Just under a three-hour drive from the mountains to the coast, we checked in at the Sofitel Essaouira Mogador Golf & Spa, for a two-night stay. Essaouira is a designated UNESCO World Heritage Site, known for its mid-16th-century architecture, a fortified seaport with the town tucked away in the medina walls. This photo below has a great view, taken from the fortress, with the port below yet overlooking the medina.
For our first evening we dined at La clé de voûte, a charming Moroccan French restaurant tucked away in the heart of the medina down a narrow cobbled pedestrian path. Seasoned in traditional spices, I devoured a fish tagine complemented with full-bodied Moroccan red wine, a refreshing change from anything Californian. For the entire trip, we only sipped wine from the local region, which is a fast way to make friends with your waiter!
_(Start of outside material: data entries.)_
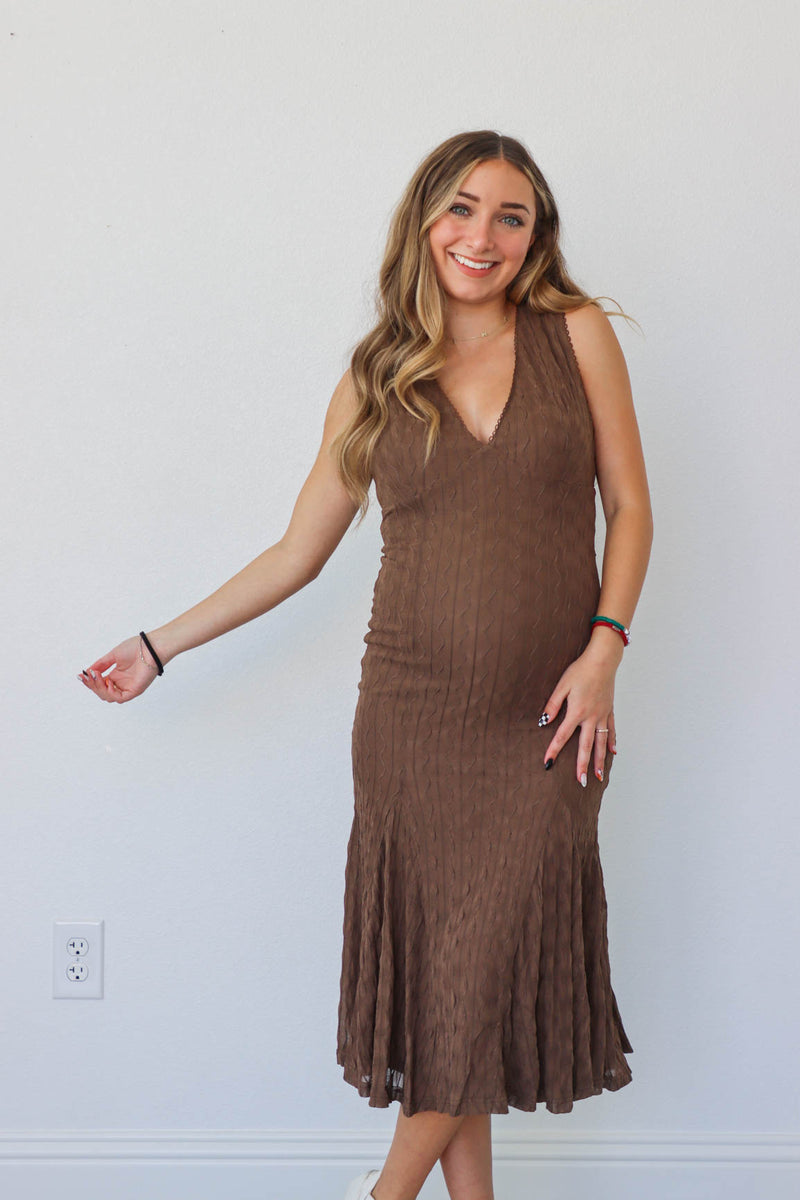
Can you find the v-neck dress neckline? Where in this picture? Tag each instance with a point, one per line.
(499, 421)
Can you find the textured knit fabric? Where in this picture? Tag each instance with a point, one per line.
(475, 970)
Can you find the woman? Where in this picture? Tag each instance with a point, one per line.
(486, 401)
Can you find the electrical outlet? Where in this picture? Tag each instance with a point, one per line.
(78, 959)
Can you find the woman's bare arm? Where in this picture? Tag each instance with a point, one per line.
(621, 473)
(322, 515)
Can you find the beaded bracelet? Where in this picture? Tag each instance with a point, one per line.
(146, 642)
(623, 630)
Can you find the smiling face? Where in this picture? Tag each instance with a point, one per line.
(480, 244)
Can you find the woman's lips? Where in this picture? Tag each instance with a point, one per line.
(473, 271)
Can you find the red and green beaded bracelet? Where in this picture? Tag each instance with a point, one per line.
(623, 630)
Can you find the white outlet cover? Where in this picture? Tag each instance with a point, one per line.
(78, 959)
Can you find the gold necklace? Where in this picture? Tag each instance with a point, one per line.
(486, 333)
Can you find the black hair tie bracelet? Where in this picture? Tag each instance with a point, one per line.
(157, 660)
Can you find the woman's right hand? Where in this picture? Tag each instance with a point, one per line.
(130, 676)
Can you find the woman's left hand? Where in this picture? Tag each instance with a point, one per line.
(588, 687)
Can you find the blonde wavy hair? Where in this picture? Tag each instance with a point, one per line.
(407, 345)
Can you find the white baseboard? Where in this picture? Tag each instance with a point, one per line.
(287, 1164)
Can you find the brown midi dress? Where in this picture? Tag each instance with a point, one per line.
(475, 970)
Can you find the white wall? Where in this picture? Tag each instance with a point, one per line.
(194, 203)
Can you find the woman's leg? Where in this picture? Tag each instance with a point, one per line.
(467, 1159)
(416, 1146)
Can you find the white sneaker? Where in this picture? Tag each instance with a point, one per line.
(361, 1188)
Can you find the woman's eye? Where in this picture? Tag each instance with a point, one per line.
(510, 216)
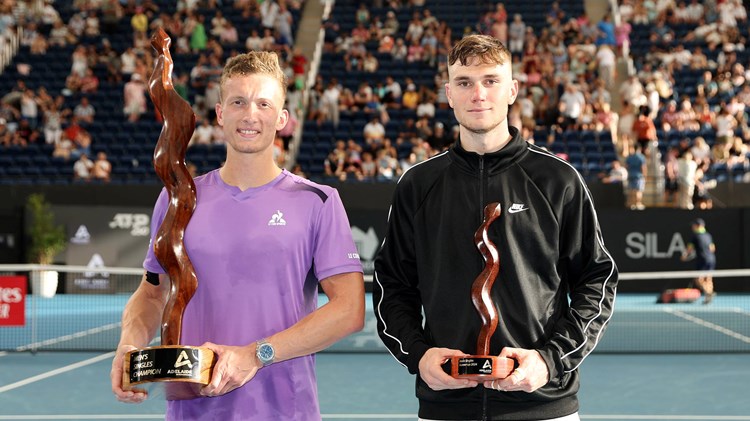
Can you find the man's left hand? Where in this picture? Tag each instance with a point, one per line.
(235, 366)
(530, 375)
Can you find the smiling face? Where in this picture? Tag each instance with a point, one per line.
(253, 89)
(480, 95)
(250, 112)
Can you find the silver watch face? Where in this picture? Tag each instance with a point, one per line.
(265, 353)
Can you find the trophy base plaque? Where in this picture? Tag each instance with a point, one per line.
(183, 369)
(479, 367)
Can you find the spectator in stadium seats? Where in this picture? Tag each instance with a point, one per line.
(30, 108)
(217, 23)
(439, 140)
(388, 166)
(139, 21)
(572, 103)
(39, 45)
(725, 124)
(686, 177)
(269, 302)
(644, 129)
(606, 32)
(354, 56)
(134, 96)
(368, 167)
(6, 137)
(635, 164)
(203, 134)
(329, 103)
(370, 63)
(422, 320)
(254, 42)
(606, 64)
(426, 107)
(82, 168)
(92, 29)
(701, 152)
(283, 23)
(617, 174)
(102, 169)
(228, 33)
(391, 24)
(89, 82)
(197, 31)
(60, 36)
(517, 34)
(374, 132)
(393, 93)
(400, 51)
(53, 117)
(670, 175)
(410, 99)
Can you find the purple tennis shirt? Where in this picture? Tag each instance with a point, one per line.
(252, 251)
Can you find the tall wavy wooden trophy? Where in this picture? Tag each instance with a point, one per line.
(184, 369)
(483, 366)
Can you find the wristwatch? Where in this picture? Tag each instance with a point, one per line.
(265, 352)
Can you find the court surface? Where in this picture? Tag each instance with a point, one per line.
(372, 386)
(706, 385)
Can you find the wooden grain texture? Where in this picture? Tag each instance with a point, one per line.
(169, 163)
(480, 289)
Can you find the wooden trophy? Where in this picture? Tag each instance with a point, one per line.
(184, 369)
(483, 366)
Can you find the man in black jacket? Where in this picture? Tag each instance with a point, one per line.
(556, 285)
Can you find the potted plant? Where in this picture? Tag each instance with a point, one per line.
(47, 239)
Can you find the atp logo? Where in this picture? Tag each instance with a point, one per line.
(277, 219)
(94, 266)
(82, 236)
(137, 223)
(367, 245)
(183, 360)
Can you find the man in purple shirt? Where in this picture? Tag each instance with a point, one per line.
(256, 233)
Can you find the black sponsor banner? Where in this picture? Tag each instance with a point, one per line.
(103, 236)
(653, 240)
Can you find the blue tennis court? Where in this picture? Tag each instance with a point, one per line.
(359, 381)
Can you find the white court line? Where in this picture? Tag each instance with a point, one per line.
(69, 337)
(709, 325)
(383, 416)
(55, 372)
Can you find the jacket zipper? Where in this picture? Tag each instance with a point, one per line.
(481, 219)
(481, 188)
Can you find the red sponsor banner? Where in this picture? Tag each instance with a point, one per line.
(12, 300)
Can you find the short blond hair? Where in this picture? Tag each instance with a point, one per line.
(254, 62)
(487, 49)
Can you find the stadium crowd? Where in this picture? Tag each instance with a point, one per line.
(378, 104)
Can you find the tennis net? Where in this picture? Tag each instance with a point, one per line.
(83, 314)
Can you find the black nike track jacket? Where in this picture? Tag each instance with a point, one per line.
(554, 293)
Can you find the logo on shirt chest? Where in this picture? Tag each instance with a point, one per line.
(277, 219)
(517, 207)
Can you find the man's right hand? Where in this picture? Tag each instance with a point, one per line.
(431, 370)
(115, 375)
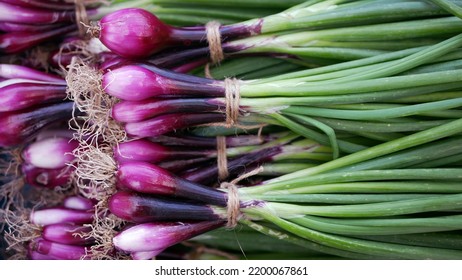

The next morning, for our one full day in this bohemian-style fishing town, we walked the length of the port, witnessing the mayhem of trade and barter from the morning fishing excursions. Seagulls flocked and swirled above our heads, and swooped down intermittently, as tradesmen shouted out promoting their recent catch of fresh urchins, crabs, lobsters and fish, all glistening in a stench that made your head snap to attention.
With our guide leading the way, we visited the Fortress of Mogador (Essaouira’s former name), built by the King of Portugal in the early 16th-century (if you’re a fan of Game of Thrones, then this location is a must-visit, the fortress was filmed during the scene of Daenerys emancipating The Unsullied).
After much walking, we visited the main square in Essaouira called Place Moulay Hassan. Here we rested for lunch, climbing again to a casual rooftop setting at Taros restaurant, with a spectacular view across the Atlantic ocean.
Après le déjeuner we meandered through the entrance of the city walls into the medina, mostly a pedestrian area, decorated with sassy street cats with the high-pitched noise of scooters whizzing past amid hustling locals and idle tourists, all shopping for essential and meaningful commodities.
Mesmerised by the vivid blue hues that adorned centuries-old architecture, we strolled through the cobbled streets for a couple of hours. Breathing in the scent of exotic spices sold streetside, we admired artisans and craftsmen busy working on their trade from gifts and home goods in leather, brass, rugs, and wood.
The trip to Essaouira was mentally cleansing and relaxing, in a sense it was the palate cleanser before the vibrancy and exuberance that Marrakech would reveal. I like the format of our final itinerary, whetting our experience of south Morocco with two quiet locations, and we ended our trip with a full explosion of the senses.